Now it is true that Dr. Gaynor, if she had not been distracted by her missing purse, would never have admitted a rabid boy to the children's ward because of the possible spread of the virus. The boy should have been taken to the German-built TB building behind the hospital, a brick structure that had started out for the few remaining full-blown TB patients but now, vaccination programs having been very successful, was used for people with short-term contagious diseases that needed isolation.

Yes, put him in the children's ward,
Dr. Gaynor said, and after locking her office, she first went to the men's ward to question the two ward nurses there as to when and how long a Mrs. Chiume and her son had visited. What had the son looked like? Had the nurses noticed anything was missing after the mother and son had left? Then, not finding satisfactory answers and, on her return to her office, not finding Robinson back, she went out the hospital's front gates and walked to the police station herself, but there was no one there. Thinking perhaps Robinson had been successful in his mission, she returned and headed for the children's ward.

There screens had already been put around the sides of the boy's bed, shielding it from the others—a bad sign, meaning imminent death. Dr. Gaynor stood at the end of the empty, blanketed cot and saw the father on the floor, leaning against the bed and holding his young son in his lap. Rabies was so highly prevalent in all the rural areas, she needed only one look to know the boy was in the last stages. She knew she had made a mistake; the father and son should have been in the old TB building, where there were individual small rooms. But it was too late now. The screens would give some protection, and luckily the children's ward had only three other patients. They could be moved to the women's ward while the children's was thoroughly disinfected.

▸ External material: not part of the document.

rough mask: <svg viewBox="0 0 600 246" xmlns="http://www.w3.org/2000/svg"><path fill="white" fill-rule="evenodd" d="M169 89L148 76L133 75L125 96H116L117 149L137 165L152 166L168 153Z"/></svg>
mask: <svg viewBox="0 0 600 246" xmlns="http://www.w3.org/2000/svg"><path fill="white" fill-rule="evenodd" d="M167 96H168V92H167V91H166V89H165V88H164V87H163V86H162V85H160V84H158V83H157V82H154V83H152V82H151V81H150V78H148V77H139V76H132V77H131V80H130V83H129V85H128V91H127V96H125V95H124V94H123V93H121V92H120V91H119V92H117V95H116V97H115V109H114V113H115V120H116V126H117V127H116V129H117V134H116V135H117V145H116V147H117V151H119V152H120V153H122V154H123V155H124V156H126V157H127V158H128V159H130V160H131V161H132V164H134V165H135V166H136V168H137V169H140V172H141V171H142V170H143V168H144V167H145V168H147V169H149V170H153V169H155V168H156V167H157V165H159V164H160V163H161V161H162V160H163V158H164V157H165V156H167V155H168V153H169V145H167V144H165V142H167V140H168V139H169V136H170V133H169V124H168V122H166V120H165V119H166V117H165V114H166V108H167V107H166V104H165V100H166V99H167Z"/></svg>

The father, Mr. Chimpimere, when told the head of the hospital was present, bowed his head respectfully, then, speaking good English, told the story of his son. How he, the father, worked in the Copperbelt west of Lusaka, leaving his wife and four children back in their village near the border, and when the dog bit the boy, the mother said she had washed off the arm wound, bound it with a rag, and after a while it stopped bleeding. The boy, once over his initial fright and crying, went back to playing with his siblings and friends. After that, the mother decided to wait for the husband to come home, which he did every six weeks.

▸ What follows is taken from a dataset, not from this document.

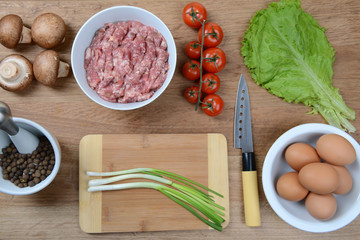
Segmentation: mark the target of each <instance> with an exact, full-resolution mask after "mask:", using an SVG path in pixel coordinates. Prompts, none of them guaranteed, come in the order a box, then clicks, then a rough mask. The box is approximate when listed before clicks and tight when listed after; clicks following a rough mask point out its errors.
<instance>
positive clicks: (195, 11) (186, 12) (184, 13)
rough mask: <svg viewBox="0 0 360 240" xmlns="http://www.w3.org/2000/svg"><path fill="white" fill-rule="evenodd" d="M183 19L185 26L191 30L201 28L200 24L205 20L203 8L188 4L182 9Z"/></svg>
mask: <svg viewBox="0 0 360 240" xmlns="http://www.w3.org/2000/svg"><path fill="white" fill-rule="evenodd" d="M183 19H184V22H185V23H186V25H188V26H189V27H193V28H199V27H201V23H202V22H203V21H204V20H205V21H206V19H207V12H206V9H205V7H204V6H203V5H202V4H200V3H197V2H192V3H189V4H188V5H186V6H185V7H184V10H183ZM199 20H200V22H199Z"/></svg>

They had been in the fields when the dog attacked the boy, the wife weeding along with the older children. No one knew to whom the dog belonged, but some of the older male villagers working in nearby fields came when the mother cried out and they ran after the emaciated dog, finally beating it to death with their hoes and machetes. It had been a female, starving besides being rabid, her teats long and thin from nursing, his wife had told Mr. Chimpimere when he returned two weekends later, the boy by then running a fever and talking silly. The mother had given the boy some paracetamol tablets she bought at the open-air market, but her son's arm kept festering, and she tried washing the wound again, then binding it up in a poultice the medicine healer at the market said would help.

The father said he knew there were shots they gave nowadays for the dog sickness, but the hospital in his district had closed a year ago, as had the missionary one, so he had strapped the boy to his back and begun walking. It was twelve kilometers to the border and another twenty kilometers into Malawi to where Dr. Gaynor's hospital was. Many of the Zambians near the border came to the Chitipa district hospital, and so far none had been refused help, even though they weren't Malawian citizens.